Rolex Sky-Dweller © Rolex
H. Moser & Cie. Streamliner Centre Seconds and Streamliner Flyback Chronograph © WorldTempus/Jordy Bellido et H.Moser & Cie.
With its breathtaking view of the Place Pury and its intimate ambiance, it’s easy to feel comfortable in the Michaud workshop. Before embarking on the initiation, I decide to satisfy my curiosity by asking Romain about the health of my TAG Heuer Carrera, which I’ve had for five years. “When you get hold of a watch, how can you tell (without opening it up) whether it’s running well or not?” “It’s keeping good time,” he begins. “The dial is accurately centred.” (This can be affected by shocks.) “The aesthetic aspect is also positive; the crystal is in good shape. The oscillating weight rotates well. There are no worrying sounds. The chronograph start and zero pushers [yes, it’s a chrono] are smooth, and so is the running seconds hand. The balance spring appears to have the proper amplitude, but we’d have to look at that more closely. At first glance, there’s nothing to suggest there’s anything wrong with your watch.” My TAG Heuer Carrera has a clean bill of health!
TAG Heuer Carrera © WorldTempus/Jordy Bellido
Reassured, I dive into the theoretical part of the initiation, which includes an introduction to the history of the Michaud company, the major dates in watchmaking history and the principles of the mechanical watch.
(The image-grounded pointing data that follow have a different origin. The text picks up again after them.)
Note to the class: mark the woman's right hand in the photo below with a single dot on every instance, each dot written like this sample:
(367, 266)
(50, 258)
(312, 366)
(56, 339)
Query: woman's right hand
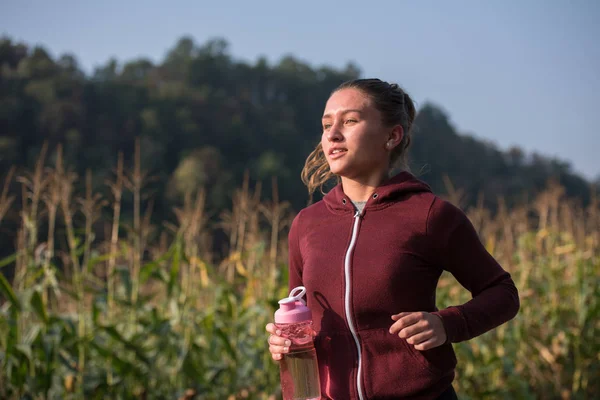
(277, 345)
The Neuchâtel shop was bought in 2006 by Jean-Nicolas and Marie-Maude Michaud (who were joined in 2010 by their brother Laurent) and the Verbier store opened in 2011. The first mechanical watches date back to the late 15th century, etc. Everything is explained in a relaxed and friendly way.
Movement 6498 assembled and disassembled © WorldTempus/Jordy Bellido
After the theory comes the practical part. After donning a white coat and picking up my tools, I almost begin to feel like a watchmaker. With the calibre 6498 under my loupe, I throw myself into the pleasure of disassembling and reassembling a movement, under the supervision, and with the guidance (backed up by a PowerPoint) of Romain. Patience and meticulousness are prerequisites, and a calm demeanour is vital when it comes to manipulating the tiny screws and gears.
Jordy Bellido in action © Michaud/Romain Vesaphong
Through services such as these, the Michaud boutique maintains a bond with its clients, and helps to spread a passion for watchmaking beyond the restricted circle of connoisseurs. This is not just good for their business, it benefits the entire industry.